Si nous voulons être sérieusement chrétiens — et comment être chrétien si on ne l’est pas sérieusement et totalement —, nous devons nous rendre à l’évidence : nous ne pouvons plus mener une existence légère et ordinaire. Il faut développer des solutions innovantes, collectives, pour nous aider à maintenir la foi et nos convictions au milieu d’un monde qui leur est de plus en plus hostile. Il faut choisir résolument un christianisme de contre-culture, un nouveau mode de vie, sous peine de condamner nos enfants à l’assimilation.

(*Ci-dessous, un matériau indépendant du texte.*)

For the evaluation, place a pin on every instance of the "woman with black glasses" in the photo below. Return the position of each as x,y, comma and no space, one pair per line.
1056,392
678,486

Il ne s’agit pas de s’enfermer dans un catholicisme politisé et revendicatif. Le Christ n’est pas un slogan de manifestation. Il ne s’agit pas d’opérer un « repli sectaire ». Il ne s’agit pas non plus d’inventer quelque chose de totalement neuf, comme si l’Eglise venait de naître, en négligeant vingt siècles d’expérience et de sagesse.
Il s’agit s’agit de revenir au bien commun, à la vie en communauté, sans excès. Appliquer la règle qui fit la chrétienté, la règle de saint Benoît, qui fut d’abord écrite pour des laïcs.

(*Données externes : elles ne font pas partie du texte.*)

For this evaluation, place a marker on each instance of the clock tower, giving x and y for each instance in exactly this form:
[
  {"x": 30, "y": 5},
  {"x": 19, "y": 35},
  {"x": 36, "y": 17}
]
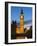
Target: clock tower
[{"x": 21, "y": 22}]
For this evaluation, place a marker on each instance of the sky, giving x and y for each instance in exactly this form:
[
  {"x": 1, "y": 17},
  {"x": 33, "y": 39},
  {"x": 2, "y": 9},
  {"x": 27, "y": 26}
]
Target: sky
[{"x": 15, "y": 13}]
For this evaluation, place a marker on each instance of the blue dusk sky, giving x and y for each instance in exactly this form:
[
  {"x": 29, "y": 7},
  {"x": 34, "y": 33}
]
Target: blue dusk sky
[{"x": 15, "y": 13}]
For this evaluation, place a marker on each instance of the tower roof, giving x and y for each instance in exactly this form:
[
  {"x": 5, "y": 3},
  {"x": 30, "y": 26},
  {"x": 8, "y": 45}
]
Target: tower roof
[{"x": 21, "y": 11}]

Déjà, le pape Benoît XVI a évoqué « un monde dans lequel l’Eglise vivra en petits cercles composés de chrétiens engagés, dévoués à leur foi et se tenant à l’écart de la société contemporaine pour l’amour de la vérité. »
Qu’est-ce que la chrétienté, l’occident chrétien, ou même la France ? N’y a-t-il pas parfois un déni, une volonté de voir vivre cette patrie mourante, peut-être même déjà morte ? Et si elle est déjà morte, faut-il rester à son chevet, inconsolables, ou faut-il faire vivre l’héritage reçu par la nouvelle génération ? « Jésus-Christ a promis que les portes de l’Enfer ne sauraient atteindre Son Eglise, mais Il n’a pas promis qu’elles ne la vaincraient pas en Occident. Tout dépend de nous, de ce que nous allons décider, ici et maintenant. »
Le déluge
Depuis des décennies, nous assistons à la montée des eaux, et nous refusons de construire l’arche. C’est que la pluie pourrait s’arrêter, et le soleil pourrait tout assécher pour retrouver le paysage « d’avant ». C’est que, construire l’arche, c’est passer pour fou ; il faut bien vivre avec son temps, ne pas se couper de la société…
Nous ne voulons pas voir que les autorités, civiles ou religieuses, ne jouent plus leur rôle. Imperceptiblement, nous nous laissons convaincre par l’esprit du monde, par ces fameuses « idées chrétiennes devenues folles », d’autant plus pernicieuses qu’elles semblent bien proches des idées développées par l’Eglise depuis des centaines d’années. Sous des apparences de vie chrétienne, nous adhérons à une pseudo-religion molle. C’est ce que certains chercheurs appellent le DET. Le déisme éthico-thérapeutique. Il peut se définir en cinq principes :
1 – Il existe un Dieu, qui a créé le monde, le régit et veille sur les hommes ici-bas.
2 – Dieu attend des hommes qu’ils soient bons, gentils et justes les uns envers les autres, comme il est dit dans la Bible et dans la plupart des religions.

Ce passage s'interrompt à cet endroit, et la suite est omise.